Krankenkassen-Reform: Höhere Franchise sorgt für Kritik

Die geplante Erhöhung der Mindestfranchise bei der Krankenkasse in der Schweiz sorgt für hitzige Debatten. Der Bundesrat will die Selbstbeteiligung der Versicherten an den Gesundheitskosten erhöhen, was zu Kritik und Unverständnis führt. Besonders die steigenden Gesundheitskosten und die Belastung der Bürger stehen im Fokus der Diskussion.

Symbolbild zum Thema Krankenkasse
Symbolbild: Krankenkasse (Bild: Pexels)

Hintergrund der Krankenkassen-Reform

Die Schweizer Krankenkasse ist ein obligatorisches System, das allen Einwohnern Zugang zur medizinischen Grundversorgung gewährleisten soll. Das System basiert auf dem Solidaritätsprinzip, bei dem die Prämien unabhängig vom Gesundheitszustand erhoben werden. Die Versicherten können zwischen verschiedenen Franchisen wählen, wobei eine höhere Franchise zu niedrigeren Prämien führt, aber im Krankheitsfall höhere Kosten verursacht. Die aktuelle Reform zielt darauf ab, die Eigenverantwortung der Versicherten zu stärken und die Kosten im Gesundheitswesen zu senken. Das Bundesamt für Gesundheit (BAG) bietet detaillierte Informationen zum Schweizer Krankenversicherungssystem. (Lesen Sie auch: Streik München: in: Verdi legt Nahverkehr am…)

Aktuelle Entwicklung: Erhöhung der Mindestfranchise

Konkret plant der Bundesrat, die Mindestfranchise von derzeit 300 auf 400 Franken zu erhöhen. Das bedeutet, dass Erwachsene künftig mindestens die ersten 400 Franken ihrer Gesundheitskosten pro Jahr selbst bezahlen müssen, bevor die Krankenkasse einspringt. Laut SRF verspricht sich der Bundesrat davon, dass die Menschen weniger schnell zum Arzt gehen und somit Kosten gespart werden können. FDP-Gesundheitspolitiker Josef Dittli begrüsst den Entscheid als mutig und richtig, da die Mindestfranchise seit 2004 nicht mehr erhöht wurde, obwohl Löhne und Teuerung gestiegen sind.

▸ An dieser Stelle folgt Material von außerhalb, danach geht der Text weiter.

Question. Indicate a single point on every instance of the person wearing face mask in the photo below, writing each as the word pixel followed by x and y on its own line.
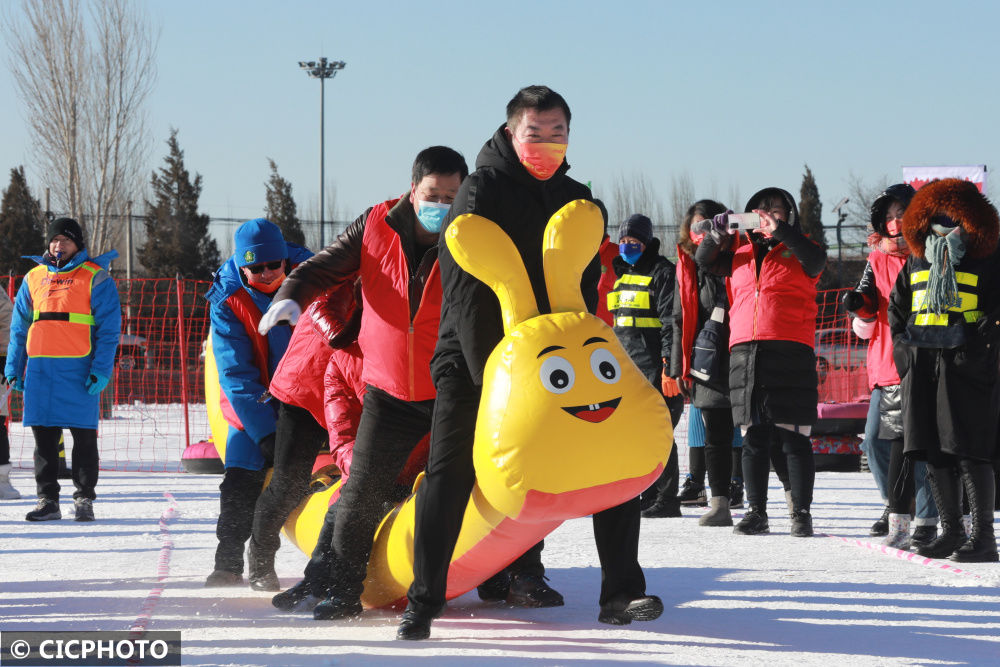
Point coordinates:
pixel 944 315
pixel 393 248
pixel 895 476
pixel 519 182
pixel 772 373
pixel 642 304
pixel 63 337
pixel 241 290
pixel 701 362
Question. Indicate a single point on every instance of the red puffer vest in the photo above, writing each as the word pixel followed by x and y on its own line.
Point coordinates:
pixel 397 352
pixel 881 367
pixel 780 304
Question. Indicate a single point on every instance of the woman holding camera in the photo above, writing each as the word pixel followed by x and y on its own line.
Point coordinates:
pixel 772 376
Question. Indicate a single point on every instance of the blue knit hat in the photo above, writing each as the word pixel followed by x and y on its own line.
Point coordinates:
pixel 637 226
pixel 259 241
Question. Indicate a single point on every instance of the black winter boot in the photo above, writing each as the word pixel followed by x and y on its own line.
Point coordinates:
pixel 981 547
pixel 261 563
pixel 947 494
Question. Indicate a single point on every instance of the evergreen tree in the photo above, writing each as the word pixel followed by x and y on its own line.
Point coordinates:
pixel 22 226
pixel 177 239
pixel 280 207
pixel 811 209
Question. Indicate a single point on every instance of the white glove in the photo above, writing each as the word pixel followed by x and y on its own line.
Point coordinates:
pixel 862 329
pixel 286 311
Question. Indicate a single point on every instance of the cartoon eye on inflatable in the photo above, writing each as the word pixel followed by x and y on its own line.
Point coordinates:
pixel 557 375
pixel 605 366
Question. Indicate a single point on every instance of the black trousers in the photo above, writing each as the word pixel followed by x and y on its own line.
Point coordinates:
pixel 85 461
pixel 389 431
pixel 718 448
pixel 297 440
pixel 762 443
pixel 238 495
pixel 665 489
pixel 444 494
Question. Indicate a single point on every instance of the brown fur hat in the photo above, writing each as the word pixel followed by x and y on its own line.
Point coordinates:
pixel 962 202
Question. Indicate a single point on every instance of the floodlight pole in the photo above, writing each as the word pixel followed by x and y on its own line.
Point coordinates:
pixel 322 70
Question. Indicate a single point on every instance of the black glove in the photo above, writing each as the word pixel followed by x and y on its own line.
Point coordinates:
pixel 267 449
pixel 853 301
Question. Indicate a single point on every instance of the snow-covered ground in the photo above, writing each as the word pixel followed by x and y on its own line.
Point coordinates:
pixel 830 600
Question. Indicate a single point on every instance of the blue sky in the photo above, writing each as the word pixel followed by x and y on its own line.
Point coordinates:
pixel 738 94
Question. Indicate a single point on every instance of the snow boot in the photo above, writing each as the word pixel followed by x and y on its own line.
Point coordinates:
pixel 736 493
pixel 981 547
pixel 45 510
pixel 7 492
pixel 496 588
pixel 754 522
pixel 899 532
pixel 261 565
pixel 922 535
pixel 948 498
pixel 530 590
pixel 622 609
pixel 801 524
pixel 84 509
pixel 881 527
pixel 692 493
pixel 719 514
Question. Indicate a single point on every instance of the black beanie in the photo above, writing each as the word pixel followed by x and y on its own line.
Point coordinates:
pixel 637 226
pixel 69 228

Reaktionen und Kritik an der Reform

Die geplante Erhöhung der Mindestfranchise stösst jedoch nicht nur auf Zustimmung. Auf blue News äussern Bürger ihren Unmut über die steigenden Gesundheitskosten und die hohe Selbstbeteiligung. Kritiker bemängeln, dass die Reform vor allem Menschen mit niedrigem Einkommen und chronisch Kranke belastet. Es wird argumentiert, dass viele Versicherte bereits jetzt hohe Selbstbehalte haben und die zusätzliche Belastung sie davon abhalten könnte, notwendige Arztbesuche wahrzunehmen. Zudem wird kritisiert, dass die Krankenkassen zu wenig gegen Preisabsprachen unternehmen und zu viele unnötige Kosten verursachen, beispielsweise durch Sponsoring. (Lesen Sie auch: Eklat beim FC Stinatz: Spielabbruch nach nationalistischem)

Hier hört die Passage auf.